Re: copy_from does not stop reading after an error

From
Marko Kreen
Date:
On Mon, Feb 7, 2011 at 5:06 PM, Nicolas Grilly <nicolas@gardentechno.com> wrote:
> On Tue, Feb 1, 2011 at 14:18, Marko Kreen <markokr@gmail.com> wrote:
>>
>> No, the error message should arrive immediately.  But it may be deficiency
>> of
>> libpq that you cannot aquire it before ending the copy.
>
> I have analyzed the PostgreSQL protocol using Wireshark (an open source
> packet analyzer), and I confirm that the PostgreSQL backend, while doing a
> COPY ... FROM STDIN, reports errors as soon as possible (especially errors
> related to invalid data).
> Therefore, the "late" reporting of errors while doing a COPY ... FROM STDIN
> is not a limitation of the underlying protocol; it is a limitation (or a
> design choice) of the libpq library.
> It looks like this is a well known issue because it is listed on the todo
> list:
> http://wiki.postgresql.org/wiki/Todo#COPY
> And was discussed before:
> http://archives.postgresql.org/pgsql-hackers/2008-04/msg01169.php
>
>>
>> I'm not sure about that actually.  It should be possible to call
>> select() & PQconsumeInput
>> between copy calls, thus also PQgetResult to get the error.
>
> I have tried that, and many other things, and I have carefully read libpq
> source code, and my understanding is that it is impossible with the current
> implementation of libpq.
> It is impossible because the function pqParseInput3 (file fe-protocol3.c)
> does not parse error responses while the connection is in PGASYNC_COPY_IN
> state. We have to call PQputCopyEnd to switch the connection to PGASYNC_BUSY
> and start error messages parsing.
> Can Marko or someone else confirm this analysis? Any idea to improve that?
> Regards,
> Nicolas Grilly
> PS : Considering that both psycopg2 and psql are built on top of libpq, this
> a quite logical they behave the same regarding late reporting of copy
> errors, contrary to pg8000 that could easily read, parse and report the
> errors early.

Yeah, seems your analysis is right and it's libpq (design?) bug,
so no way to work around it.

--
marko

Re: copy_from does not stop reading after an error

From
Nicolas Grilly
Date:
On Tue, Feb 8, 2011 at 13:30, Marko Kreen <markokr@gmail.com> wrote:
Yeah, seems your analysis is right and it's libpq (design?) bug,
so no way to work around it.

Nice to know that my analysis is right... but eventually it is a bad news because the only way to fix the issue is to split input data into many chunks or to directly modify libpq... By the way, I have posted my analysis to pgsql-hackers and asked what the list thinks about modify pqParseInput to handle this case. But I have never posted to this list before so I don't know what is the good way to ask for feedback.

Nicolas Grilly

Re: copy_from does not stop reading after an error

From
Marko Kreen
Date:
On Tue, Feb 8, 2011 at 2:38 PM, Nicolas Grilly <nicolas@gardentechno.com> wrote:
> On Tue, Feb 8, 2011 at 13:30, Marko Kreen <markokr@gmail.com> wrote:
>>
>> Yeah, seems your analysis is right and it's libpq (design?) bug,
>> so no way to work around it.
>
> Nice to know that my analysis is right... but eventually it is a bad news
> because the only way to fix the issue is to split input data into many
> chunks or to directly modify libpq... By the way, I have posted my analysis
> to pgsql-hackers and asked what the list thinks about modify pqParseInput to
> handle this case. But I have never posted to this list before so I don't
> know what is the good way to ask for feedback.

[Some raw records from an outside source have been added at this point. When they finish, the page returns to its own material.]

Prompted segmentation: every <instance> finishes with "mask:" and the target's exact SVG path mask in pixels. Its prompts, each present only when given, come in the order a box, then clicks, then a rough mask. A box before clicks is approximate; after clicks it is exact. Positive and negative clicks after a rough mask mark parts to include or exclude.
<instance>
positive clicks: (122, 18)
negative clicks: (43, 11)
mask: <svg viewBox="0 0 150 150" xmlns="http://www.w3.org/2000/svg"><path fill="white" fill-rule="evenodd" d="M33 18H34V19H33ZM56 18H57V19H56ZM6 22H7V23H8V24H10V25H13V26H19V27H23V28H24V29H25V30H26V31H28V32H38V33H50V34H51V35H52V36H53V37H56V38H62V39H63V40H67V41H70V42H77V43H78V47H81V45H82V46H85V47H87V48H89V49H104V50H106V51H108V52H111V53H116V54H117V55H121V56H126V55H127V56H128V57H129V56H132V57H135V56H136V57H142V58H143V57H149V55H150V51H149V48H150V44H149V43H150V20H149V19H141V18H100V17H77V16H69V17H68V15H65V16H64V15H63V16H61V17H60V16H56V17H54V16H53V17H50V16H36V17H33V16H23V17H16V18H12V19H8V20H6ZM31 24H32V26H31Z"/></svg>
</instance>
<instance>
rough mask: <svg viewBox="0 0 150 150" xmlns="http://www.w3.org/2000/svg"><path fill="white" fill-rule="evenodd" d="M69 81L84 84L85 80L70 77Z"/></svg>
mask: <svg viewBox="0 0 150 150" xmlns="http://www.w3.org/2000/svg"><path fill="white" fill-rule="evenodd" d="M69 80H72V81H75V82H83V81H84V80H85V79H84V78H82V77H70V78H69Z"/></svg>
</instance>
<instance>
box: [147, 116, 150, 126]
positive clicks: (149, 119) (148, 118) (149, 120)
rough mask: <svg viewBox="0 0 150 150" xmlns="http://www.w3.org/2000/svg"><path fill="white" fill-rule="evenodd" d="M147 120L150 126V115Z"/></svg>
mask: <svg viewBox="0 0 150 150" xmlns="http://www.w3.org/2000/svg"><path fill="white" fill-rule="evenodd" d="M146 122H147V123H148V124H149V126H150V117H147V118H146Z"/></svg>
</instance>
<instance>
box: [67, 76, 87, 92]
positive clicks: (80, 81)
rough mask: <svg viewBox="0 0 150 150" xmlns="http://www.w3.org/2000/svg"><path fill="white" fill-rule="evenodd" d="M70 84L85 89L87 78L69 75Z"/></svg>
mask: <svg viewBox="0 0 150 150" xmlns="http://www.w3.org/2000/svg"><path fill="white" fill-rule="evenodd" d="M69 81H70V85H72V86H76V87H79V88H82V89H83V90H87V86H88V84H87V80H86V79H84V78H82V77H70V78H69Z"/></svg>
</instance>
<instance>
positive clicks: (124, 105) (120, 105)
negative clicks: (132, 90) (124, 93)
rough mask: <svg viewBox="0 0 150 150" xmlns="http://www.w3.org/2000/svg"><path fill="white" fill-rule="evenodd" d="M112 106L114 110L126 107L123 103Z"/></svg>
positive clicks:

It's the high point of the of last flame^Wcommitfest for 9.1,
so it may take some time.

--
marko

Re: copy_from does not stop reading after an error

From
Karsten Hilbert
Date:
On Tue, Feb 08, 2011 at 01:38:20PM +0100, Nicolas Grilly wrote:

> Nice to know that my analysis is right... but eventually it is a bad news
> because the only way to fix the issue is to split input data into many
> chunks

Maybe there can be a parameter to the Python level .copy()
telling psycopg2 which way to do this. The default would be
the standard behaviour as it is now.

Karsten
--
GPG key ID E4071346 @ gpg-keyserver.de
E167 67FD A291 2BEA 73BD  4537 78B9 A9F9 E407 1346

Re: copy_from does not stop reading after an error

From
Nicolas Grilly
Date:
On Tue, Feb 8, 2011 at 13:52, Marko Kreen <markokr@gmail.com> wrote:
It's the high point of the of last flame^Wcommitfest for 9.1,
so it may take some time.

Understood. Thanks for this information.